When someone you love and care about takes their own life …

When someone you love and care about takes their own life …

… it is one of the most traumatic and disorienting times you can face. The questions are seemingly endless and unanswerable. The what ifs become breeding grounds for regret, guilt and self-accusation. The recent death of Isaac Hunter has brought all of that and more to the forefront of life at Northland and Summit churches here in Orlando. As a son of Northland’s pastor and a founder of Summit Church, Isaac was known and loved by countless people. Being followers of Christ does not eliminate the grieving we do in times like this, but as Paul says, we do not grieve like those who have no hope (1 Thessalonians 4:13). We grieve in the light of the resurrection promised in Christ.

One question that inevitably comes up in a time like this has to do with the state of a person’s soul. It is understandable that people wonder, “Can you still go to heaven if you take your own life?” Let me say clearly and without equivocation that the answer is yes. The Bible is clear that there is only one sin that is unforgivable. In Mark 3:28-29, Jesus says this:

“Truly, I say to you, all sins will be forgiven the children of man, and whatever blasphemies they utter, but whoever blasphemes against the Holy Spirit never has forgiveness, but is guilty of an eternal sin.”

His point is clear: Anything we do is forgivable with the exception of blaspheming the Holy Spirit. Without getting too deep into what that is, the context of the passage shows that it includes an ongoing denial of the work of the Holy Spirit and saying that such work is actually of the Devil, when you know full well it is the work of the Holy Spirit. Suicide is not even remotely related to blasphemy of the Holy Spirit. So the first foundational principle for us to understand is that any action we commit, even suicide, is forgivable. That does not mean it is without ramifications …

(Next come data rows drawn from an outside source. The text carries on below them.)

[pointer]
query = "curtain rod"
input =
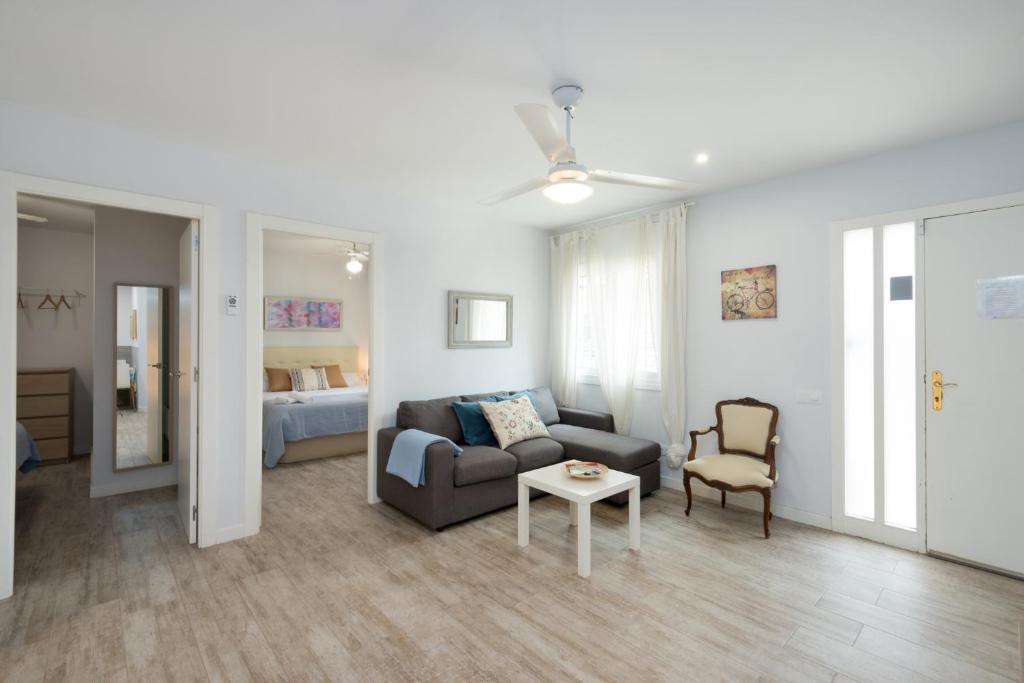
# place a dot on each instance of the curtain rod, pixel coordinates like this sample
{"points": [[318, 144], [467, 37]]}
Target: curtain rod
{"points": [[632, 213]]}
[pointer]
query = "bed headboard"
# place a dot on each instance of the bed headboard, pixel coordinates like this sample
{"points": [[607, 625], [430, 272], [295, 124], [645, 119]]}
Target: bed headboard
{"points": [[304, 356]]}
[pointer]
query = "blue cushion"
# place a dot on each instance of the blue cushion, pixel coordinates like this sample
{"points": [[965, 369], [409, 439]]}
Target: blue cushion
{"points": [[475, 429], [513, 396]]}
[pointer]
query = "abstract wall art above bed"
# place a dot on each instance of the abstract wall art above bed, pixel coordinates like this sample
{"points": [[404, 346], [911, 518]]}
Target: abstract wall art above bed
{"points": [[301, 313]]}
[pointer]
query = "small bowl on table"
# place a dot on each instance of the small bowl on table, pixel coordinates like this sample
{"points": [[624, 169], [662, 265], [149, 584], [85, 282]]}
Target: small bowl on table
{"points": [[585, 470]]}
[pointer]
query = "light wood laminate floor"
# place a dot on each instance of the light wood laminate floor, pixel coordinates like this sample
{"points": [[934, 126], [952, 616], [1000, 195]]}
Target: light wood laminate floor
{"points": [[334, 589]]}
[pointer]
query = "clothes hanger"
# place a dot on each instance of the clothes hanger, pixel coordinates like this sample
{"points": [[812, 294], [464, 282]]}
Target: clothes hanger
{"points": [[42, 304]]}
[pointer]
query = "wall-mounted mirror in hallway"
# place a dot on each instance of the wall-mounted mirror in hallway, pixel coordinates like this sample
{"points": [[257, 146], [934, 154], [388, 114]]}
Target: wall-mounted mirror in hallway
{"points": [[143, 377]]}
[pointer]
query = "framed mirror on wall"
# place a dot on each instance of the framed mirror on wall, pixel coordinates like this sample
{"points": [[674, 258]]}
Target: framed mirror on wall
{"points": [[479, 321], [143, 376]]}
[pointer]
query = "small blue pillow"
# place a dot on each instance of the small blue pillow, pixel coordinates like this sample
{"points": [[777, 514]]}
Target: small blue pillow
{"points": [[475, 428], [513, 396]]}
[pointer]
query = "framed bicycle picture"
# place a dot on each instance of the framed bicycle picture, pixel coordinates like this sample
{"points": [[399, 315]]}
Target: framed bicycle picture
{"points": [[750, 293]]}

The devastation left in the wake of a suicide is mind-numbing. Forgiveness of an action should never be a justification ahead of time for doing something that is wrong and will inflict pain on those left to deal with the wreckage.

People also ask, “How can you be forgiven if you are dead and unable to ask God to forgive you?” The question assumes that forgiveness comes only after we ask God for it. This is true when you first come into a saving relationship of faith in Christ. Repentance, confession of sin and placing one’s trust in Christ for salvation is required for salvation and forgiveness. The mistake people often make is that in order to keep your salvation, or in the least to be forgiven, you must repent and confess and ask forgiveness every time you sin. Although it is extremely important for a follower of Christ to repent of sin and turn back to Christ, it does not cancel your salvation if you fail to do so. People focus on suicide because of the concern that the person had no chance to repent before standing in front of God. But the same can be said for any other sin one commits and fails to repent and ask forgiveness of before they die.

What if you commit some sin and immediately step in front of a bus and are killed before having a chance to repent and ask forgiveness? Are you going to be condemned for all time because of a tragedy of timing? Not according to the Bible. Once you come to saving faith in Christ, you are forgiven. You are forgiven of your past, present and future. Jesus covers you and fills you with His righteousness. That means when the Father looks on you, He sees not your unworthiness and sin, but rather He sees your relationship with the Son and the goodness and holiness of the Son that is applied to you.

Your entrance into heaven is not determined by the things you do or do not do. Paul puts it this way in Ephesians 2:8-9: “For by grace you have been saved through faith. And this is not your own doing; it is the gift of God, not a result of works, so that no one may boast.” In other words, you cannot take credit for your salvation based on what you have done, and you cannot negate your salvation either. Once you are in Christ, because of the gift of faith He has given you, you will always be in Christ. He promises to bring that to completion and promises to never leave or forsake you … ever! So rest assured that a follower of Jesus who in a time of pain ends up taking their own physical life has not lost their eternal life. That rests in that hands of a strong and loving Savior who promised to never let them go.

Still, some will question how a person who follows Jesus could get to the place of despair in which they take their own life. Following Christ is no guarantee that we will never face painful, debilitating times in life. It is no guarantee that we will be free of all illness, physical or mental. It is no guarantee that we will never feel hopeless. What following Christ does do is give us a relationship and tools to overcome such hurdles. But we are not always successful. We could just as easily ask, “How does a person who follows Jesus commit any kind of sin?” On one level it makes no sense that if you have experienced the love and grace of God, that you would ever do anything to displease Him. Yet we all do! It is the consequence of living in a world that is still fallen, caught in sin, awaiting the final redemption and restoration of all things. It is the consequence of now and not yet. We live in Christ now, but we do not yet have the benefit of the fullness of that relationship. The broken world is still broken. So we look to the promised day of restoration when a New Heaven and a New Earth will become one, and we will walk in the full light of God’s grace and mercy and love. It is a promised time of no more tears, no more sorrow, only joy in the Lord.

Lord, we long for that day. Maranatha, come Lord Jesus.